The results of an annual industry survey of 3100 Australian renters lobbed in to my inbox this week. I expected it’d rattle on about the shortage of accommodation, growing demand, tightening vacancy rates and skyrocketing prices. Well, in most cities anyway.

It didn’t. Rather than point to the frantic nature of the market and splash around statistics about how tenants are staying put, favouring cheaper properties and locking themselves in for long leases, the picture is quite different.

Sure, many capitals are experiencing the types of conditions described above, but the study by realestate.com.au uncovered a surprising new trend that has been dubbed ‘uprenting’. Apparently, after moving into a new place, tenants keep one eye firmly on the rental market in search of somewhere nicer in a better suburb.

Rather than dig their heels in when finding somewhere to live, they’re constantly on the hunt for the next pad. Despite the hassle of moving house being comparable in painfulness to swallowing a box of steel wool, tenants don’t mind doing it. A large number also keep their options open, with 64 per cent of renters preferring a lease under 12 months. Three out of four only stay in the one home for two years or less.

Then there’s a big chunk of renters who don’t sign a lease at all. Almost one-third of tenants across Australia haven’t got one. Perhaps their time in a property is bound by a handshake and goodwill as opposed to a tightly regulated and legislated agreement.

Renting out a property without a lease agreement can be a nightmare for landlords, especially when it comes to disputes. Settling a barney at the end of a tenancy period can be tough at the best of times, let alone when you’re going it alone.

What can an investor do with this information? If you’re noticing a turnover of renters who don’t stay long, perhaps it’s time to take a look at your property.

Leaking taps? Paint peeling off the wall? Critters sharing the bedroom with human occupants? It might be time to get on top of things. A nice, comfortable and well-maintained home will help keep renters happier. That’s important when you manage to find a good one – keeping them is in your best interest, after all.

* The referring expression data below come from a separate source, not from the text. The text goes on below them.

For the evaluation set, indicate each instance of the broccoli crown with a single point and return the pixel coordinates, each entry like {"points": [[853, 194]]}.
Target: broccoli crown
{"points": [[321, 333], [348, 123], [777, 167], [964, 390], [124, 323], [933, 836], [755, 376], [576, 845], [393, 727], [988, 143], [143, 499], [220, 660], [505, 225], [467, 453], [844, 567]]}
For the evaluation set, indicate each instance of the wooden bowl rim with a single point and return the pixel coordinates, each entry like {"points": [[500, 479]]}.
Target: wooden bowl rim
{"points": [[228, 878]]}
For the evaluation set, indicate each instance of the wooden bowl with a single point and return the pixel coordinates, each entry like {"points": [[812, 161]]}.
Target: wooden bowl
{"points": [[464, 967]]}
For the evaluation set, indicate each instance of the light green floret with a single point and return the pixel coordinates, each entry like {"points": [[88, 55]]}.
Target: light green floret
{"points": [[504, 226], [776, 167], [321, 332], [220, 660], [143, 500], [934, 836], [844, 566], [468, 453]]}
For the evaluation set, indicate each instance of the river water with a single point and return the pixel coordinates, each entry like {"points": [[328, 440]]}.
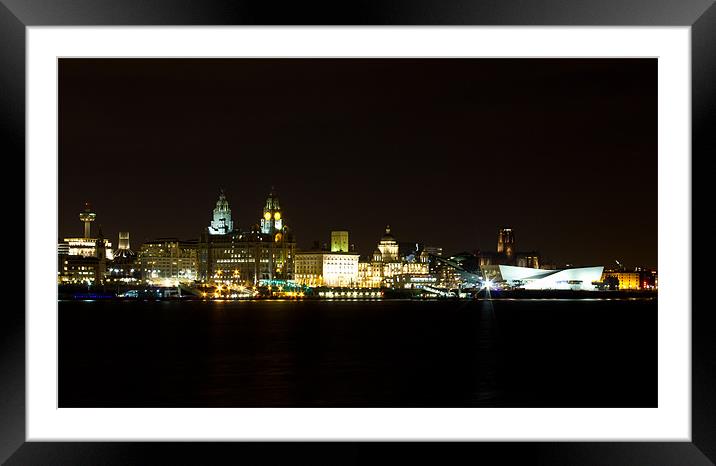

When it comes to the types of properties most popular with renters, an established house, terrace or townhouse was at the top of the list with 61 per cent of survey respondents. That result seems to indicate a desire for more space. If there’s scope to add some storage space so tenants can cut down on clutter, you might be rewarded with loyalty.

If you’re in a transient area and can’t stand the revolving door of renters, consider insisting on longer lease periods. It means a greater level of commitment for all involved, but it could be worth it. You’ll save on frequent releasing fees, potential vacant periods and if you work in agreed price evaluations, you can still increase the rent periodically.

The survey shows that the tightening nature of the rental market isn’t enough to guarantee people will pay huge rent for a mediocre property and stick around without question. Can you blame them?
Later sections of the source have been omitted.